# Introduction to Flatland Rail for MultiAgent Reinforcement Learning  

In this notebook, we will learn how to:  
   * Create a Flatland railway environment.  
   * Build a random agent to take actions in the environment.
   * Visualize a rollout of actions.

In [None]:
import numpy as np
from flatland.envs.observations import GlobalObsForRailEnv
from flatland.envs.rail_env import RailEnv
from environments.custom_rail_generator import simple_rail_generator
from environments.custom_schedule_generator import sparse_schedule_generator
from environments.observations import TreeObsForRailEnv
from environments.visualization_utils import animate_env, get_patch, render_env

# Start virtual display before importing RenderTool
from pyvirtualdisplay import Display
display = Display(visible=0, size=(1024, 768))
display.start()
    
from flatland.utils.rendertools import RenderTool, AgentRenderVariant

# Observations

First, we will set up the environment and discuss the observations available.

In [None]:
# 1. Let's see how the environment looks with 3 trains
n_trains = 3

# 2. Set all trains to have the same constant speed
speed_ration_map = {1.: 1.}

# 3. Rail generator creates railway track in environment
rail_generator = simple_rail_generator(n_trains=n_trains, seed=42)

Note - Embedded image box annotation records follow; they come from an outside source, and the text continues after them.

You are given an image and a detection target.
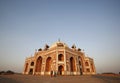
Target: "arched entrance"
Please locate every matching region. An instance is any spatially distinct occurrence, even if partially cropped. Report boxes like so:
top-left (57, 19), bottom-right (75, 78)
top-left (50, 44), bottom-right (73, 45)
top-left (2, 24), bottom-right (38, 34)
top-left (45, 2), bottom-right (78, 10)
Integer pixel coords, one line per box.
top-left (35, 56), bottom-right (42, 72)
top-left (45, 57), bottom-right (52, 72)
top-left (24, 63), bottom-right (28, 72)
top-left (58, 65), bottom-right (64, 75)
top-left (58, 54), bottom-right (64, 61)
top-left (29, 69), bottom-right (33, 75)
top-left (70, 57), bottom-right (76, 72)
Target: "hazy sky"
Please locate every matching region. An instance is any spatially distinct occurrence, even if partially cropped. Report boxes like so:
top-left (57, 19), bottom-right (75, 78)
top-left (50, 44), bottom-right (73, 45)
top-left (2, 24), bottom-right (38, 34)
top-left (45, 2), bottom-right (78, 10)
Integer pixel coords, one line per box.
top-left (0, 0), bottom-right (120, 73)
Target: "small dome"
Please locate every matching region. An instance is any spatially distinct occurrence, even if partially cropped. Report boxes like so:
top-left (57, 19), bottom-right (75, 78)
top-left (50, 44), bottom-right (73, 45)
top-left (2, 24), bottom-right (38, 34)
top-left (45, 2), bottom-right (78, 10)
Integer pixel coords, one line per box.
top-left (50, 41), bottom-right (68, 48)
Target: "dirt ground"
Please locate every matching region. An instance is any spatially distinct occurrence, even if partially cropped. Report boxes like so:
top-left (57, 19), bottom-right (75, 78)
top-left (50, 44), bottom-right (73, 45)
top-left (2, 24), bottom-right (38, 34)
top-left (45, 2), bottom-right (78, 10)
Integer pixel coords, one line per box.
top-left (0, 75), bottom-right (120, 83)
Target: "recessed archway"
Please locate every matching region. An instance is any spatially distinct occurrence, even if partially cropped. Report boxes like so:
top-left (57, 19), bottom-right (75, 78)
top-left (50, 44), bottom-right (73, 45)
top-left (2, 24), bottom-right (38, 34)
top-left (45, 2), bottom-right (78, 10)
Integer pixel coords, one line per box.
top-left (25, 63), bottom-right (28, 72)
top-left (58, 65), bottom-right (64, 75)
top-left (31, 62), bottom-right (34, 66)
top-left (45, 57), bottom-right (52, 72)
top-left (70, 57), bottom-right (76, 72)
top-left (29, 69), bottom-right (33, 75)
top-left (58, 54), bottom-right (64, 61)
top-left (35, 56), bottom-right (42, 72)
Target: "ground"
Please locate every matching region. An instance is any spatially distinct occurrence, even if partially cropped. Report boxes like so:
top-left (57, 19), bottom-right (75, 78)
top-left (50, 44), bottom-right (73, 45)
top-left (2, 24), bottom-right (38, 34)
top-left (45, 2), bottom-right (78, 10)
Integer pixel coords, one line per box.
top-left (0, 75), bottom-right (120, 83)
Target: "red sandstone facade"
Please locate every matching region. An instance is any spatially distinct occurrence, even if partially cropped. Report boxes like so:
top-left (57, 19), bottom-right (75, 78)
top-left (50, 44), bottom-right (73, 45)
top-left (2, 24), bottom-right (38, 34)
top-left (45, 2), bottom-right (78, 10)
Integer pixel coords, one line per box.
top-left (23, 41), bottom-right (96, 75)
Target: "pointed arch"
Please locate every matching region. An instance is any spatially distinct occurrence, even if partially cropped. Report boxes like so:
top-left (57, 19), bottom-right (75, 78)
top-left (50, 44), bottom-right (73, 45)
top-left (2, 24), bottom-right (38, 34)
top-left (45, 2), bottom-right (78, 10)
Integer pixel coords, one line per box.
top-left (58, 54), bottom-right (64, 61)
top-left (85, 61), bottom-right (89, 66)
top-left (58, 65), bottom-right (64, 75)
top-left (70, 57), bottom-right (76, 72)
top-left (35, 56), bottom-right (42, 72)
top-left (25, 63), bottom-right (28, 72)
top-left (45, 57), bottom-right (52, 72)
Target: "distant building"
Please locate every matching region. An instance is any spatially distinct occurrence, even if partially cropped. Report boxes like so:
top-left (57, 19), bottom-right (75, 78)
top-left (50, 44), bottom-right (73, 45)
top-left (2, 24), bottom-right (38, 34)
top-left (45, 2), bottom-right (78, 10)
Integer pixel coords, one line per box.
top-left (23, 41), bottom-right (96, 75)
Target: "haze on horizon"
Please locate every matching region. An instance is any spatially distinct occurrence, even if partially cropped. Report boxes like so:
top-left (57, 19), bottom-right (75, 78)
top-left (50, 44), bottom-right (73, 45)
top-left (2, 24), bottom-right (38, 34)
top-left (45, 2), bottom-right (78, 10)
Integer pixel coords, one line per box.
top-left (0, 0), bottom-right (120, 73)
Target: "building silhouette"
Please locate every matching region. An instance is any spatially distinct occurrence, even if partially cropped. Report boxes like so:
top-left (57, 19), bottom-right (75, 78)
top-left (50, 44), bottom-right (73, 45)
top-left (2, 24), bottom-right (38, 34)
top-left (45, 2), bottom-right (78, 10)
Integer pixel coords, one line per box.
top-left (23, 40), bottom-right (96, 75)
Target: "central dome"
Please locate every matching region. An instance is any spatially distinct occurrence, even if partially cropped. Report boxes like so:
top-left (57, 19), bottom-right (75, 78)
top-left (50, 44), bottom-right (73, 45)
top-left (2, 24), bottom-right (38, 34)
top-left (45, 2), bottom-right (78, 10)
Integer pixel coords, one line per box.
top-left (50, 41), bottom-right (68, 48)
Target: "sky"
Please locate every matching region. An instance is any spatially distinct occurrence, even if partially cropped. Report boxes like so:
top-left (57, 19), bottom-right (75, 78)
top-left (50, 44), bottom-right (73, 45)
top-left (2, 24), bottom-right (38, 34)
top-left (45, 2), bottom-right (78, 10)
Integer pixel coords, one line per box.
top-left (0, 0), bottom-right (120, 73)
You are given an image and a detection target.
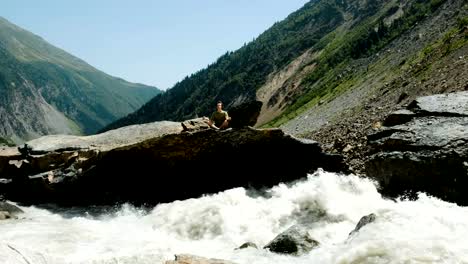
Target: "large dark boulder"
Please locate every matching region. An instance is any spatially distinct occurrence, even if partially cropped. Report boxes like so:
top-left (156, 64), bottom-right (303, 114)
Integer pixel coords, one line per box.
top-left (264, 225), bottom-right (319, 255)
top-left (0, 119), bottom-right (345, 205)
top-left (366, 92), bottom-right (468, 205)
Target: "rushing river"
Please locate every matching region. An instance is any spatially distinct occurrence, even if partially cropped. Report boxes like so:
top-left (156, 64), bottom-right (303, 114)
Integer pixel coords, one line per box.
top-left (0, 171), bottom-right (468, 264)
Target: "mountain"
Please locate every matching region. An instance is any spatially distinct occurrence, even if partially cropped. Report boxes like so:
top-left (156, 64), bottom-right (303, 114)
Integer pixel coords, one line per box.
top-left (106, 0), bottom-right (467, 134)
top-left (0, 17), bottom-right (161, 143)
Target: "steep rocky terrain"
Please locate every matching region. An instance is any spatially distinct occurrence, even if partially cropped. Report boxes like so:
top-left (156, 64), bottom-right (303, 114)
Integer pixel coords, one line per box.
top-left (281, 1), bottom-right (468, 174)
top-left (107, 0), bottom-right (468, 161)
top-left (0, 17), bottom-right (160, 143)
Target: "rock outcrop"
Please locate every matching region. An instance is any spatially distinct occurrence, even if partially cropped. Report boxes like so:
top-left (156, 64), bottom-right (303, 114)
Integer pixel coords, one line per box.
top-left (366, 91), bottom-right (468, 205)
top-left (264, 225), bottom-right (320, 255)
top-left (0, 201), bottom-right (24, 220)
top-left (0, 116), bottom-right (345, 205)
top-left (349, 214), bottom-right (376, 236)
top-left (165, 254), bottom-right (235, 264)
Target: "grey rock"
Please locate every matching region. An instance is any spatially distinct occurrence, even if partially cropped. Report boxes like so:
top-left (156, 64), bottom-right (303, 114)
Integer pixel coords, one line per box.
top-left (235, 242), bottom-right (258, 250)
top-left (365, 92), bottom-right (468, 205)
top-left (349, 214), bottom-right (376, 236)
top-left (408, 91), bottom-right (468, 117)
top-left (264, 225), bottom-right (320, 255)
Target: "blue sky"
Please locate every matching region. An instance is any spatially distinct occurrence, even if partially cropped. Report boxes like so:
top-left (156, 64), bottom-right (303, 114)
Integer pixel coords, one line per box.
top-left (5, 0), bottom-right (308, 89)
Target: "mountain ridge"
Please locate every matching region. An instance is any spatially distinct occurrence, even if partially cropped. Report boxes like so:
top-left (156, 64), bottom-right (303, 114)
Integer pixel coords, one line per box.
top-left (0, 18), bottom-right (161, 143)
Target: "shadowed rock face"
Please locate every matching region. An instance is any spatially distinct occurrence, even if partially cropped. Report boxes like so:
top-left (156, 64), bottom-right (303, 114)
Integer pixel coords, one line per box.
top-left (366, 92), bottom-right (468, 205)
top-left (0, 119), bottom-right (345, 205)
top-left (264, 225), bottom-right (320, 255)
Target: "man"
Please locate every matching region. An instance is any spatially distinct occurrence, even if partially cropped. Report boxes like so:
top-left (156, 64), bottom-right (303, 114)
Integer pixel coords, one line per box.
top-left (208, 101), bottom-right (231, 129)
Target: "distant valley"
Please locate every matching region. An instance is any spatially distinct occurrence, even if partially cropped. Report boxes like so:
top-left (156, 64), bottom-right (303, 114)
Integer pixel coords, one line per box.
top-left (0, 17), bottom-right (161, 144)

# 4. Schedule generator assigns starting positions and targets to trains
schedule_generator = sparse_schedule_generator(speed_ration_map)

# 5. Build the observation vectors for agents in the RailEnv environment - more on this later
obs_builder_object = TreeObsForRailEnv(max_depth=2, predictor=None)

env = RailEnv(
            width=20,
            height=8,
            number_of_agents=n_trains,
            rail_generator=rail_generator,
            schedule_generator=schedule_generator,
            obs_builder_object=obs_builder_object,
            remove_agents_at_target=True,  # Removes agents at the end of their journey to make space for others
        )

In [None]:
# Instantiate Renderer
env_renderer = RenderTool(env, gl="PILSVG",
                          agent_render_variant=AgentRenderVariant.AGENT_SHOWS_OPTIONS_AND_BOX,
                          show_debug=False,
                          screen_height=726,
                          screen_width=1240)
env.reset()
env_renderer.reset()

Let's see how one snapshot of the environment looks

In [None]:
render_env(env_renderer, show_observations=False)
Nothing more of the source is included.